Barangkali benar, yang Prabowo dan Sandi lakukan sudah lebih dari mengucap selamat. Keduanya, bahkan membuat sidang MK terasa mudah untuk KPU maupun Jokowi-Ma'ruf. Lagipula, pada akhirnya Sandi kan mengucapkan selamat lewat Instagram.
Ditemui para wartawan di Jakarta Convention Center (JCC), Sandi mengatakan, apa yang ia dan Prabowo lakukan sudah lebih dari sebuah ucapan selamat. Cipika-cipiki dan melempar narasi-narasi baik di atas panggung debat, menurut Sandi sudah lebih dari cukup.
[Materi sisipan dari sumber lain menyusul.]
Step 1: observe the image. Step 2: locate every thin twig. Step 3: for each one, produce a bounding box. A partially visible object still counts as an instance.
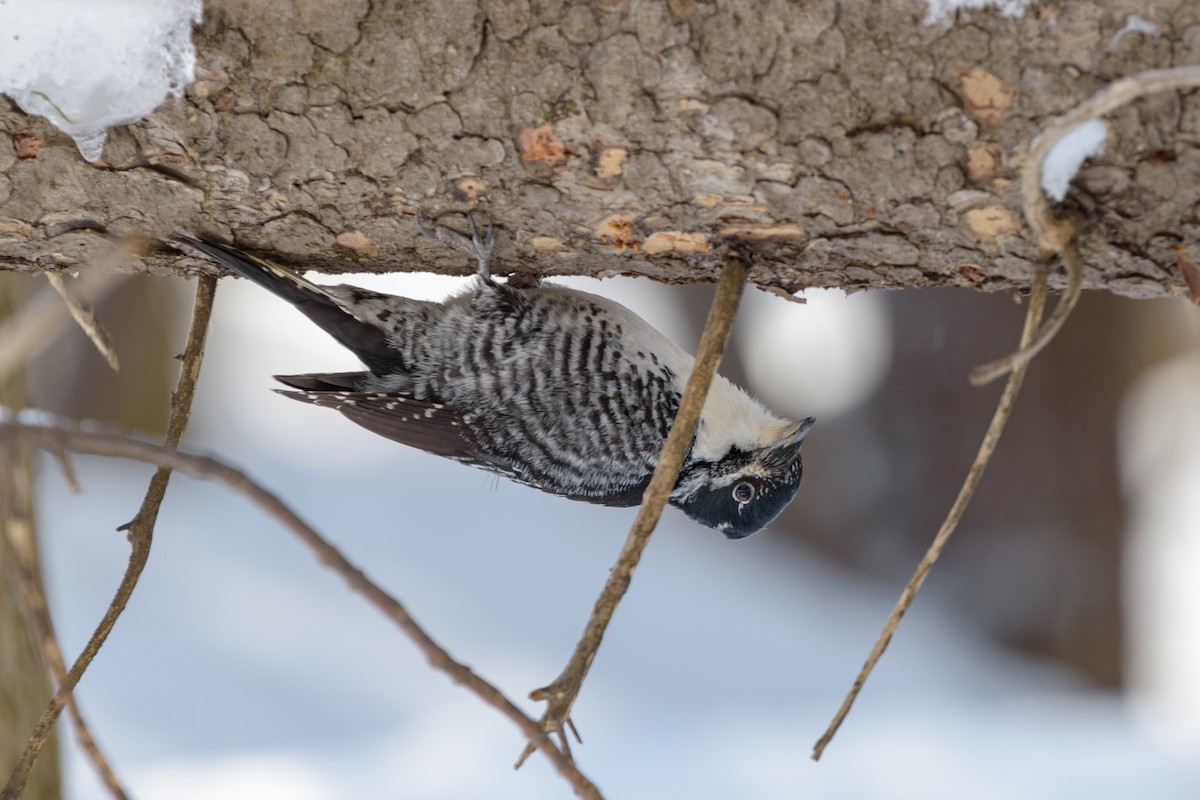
[516,254,748,768]
[0,422,602,800]
[0,447,128,800]
[971,65,1200,386]
[0,277,216,800]
[0,269,128,383]
[812,273,1046,760]
[46,272,121,372]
Atau saat menghadirkan saksi dan bukti --pada akhirnya gagal membuktikan dalil kecurangan yang mereka tuduhkan kepada Komisi Pemilihan Umum (KPU)-- di ruang sidang Mahkamah Konstitusi (MK) barangkali juga jadi tambahan, yang Prabowo-Sandi lakukan untuk Jokowi-Ma'ruf sudah lebih dari cukup.
"Kami sudah menghormati putusan MK kemarin. Dan ini sudah tingkatan yang paling tinggi, bahwa kita menghormati prosesnya dan selamat-selamat itu kan kayak budaya barat, ya. Di dalam kontestasi kita, setiap kali ketemu, kita cipika-cipiki. Selama debat kemarin, kita selalu mengucapkan kata-kata yang baik, jadi enggak ada masalah," kata Sandi, Minggu (30/6).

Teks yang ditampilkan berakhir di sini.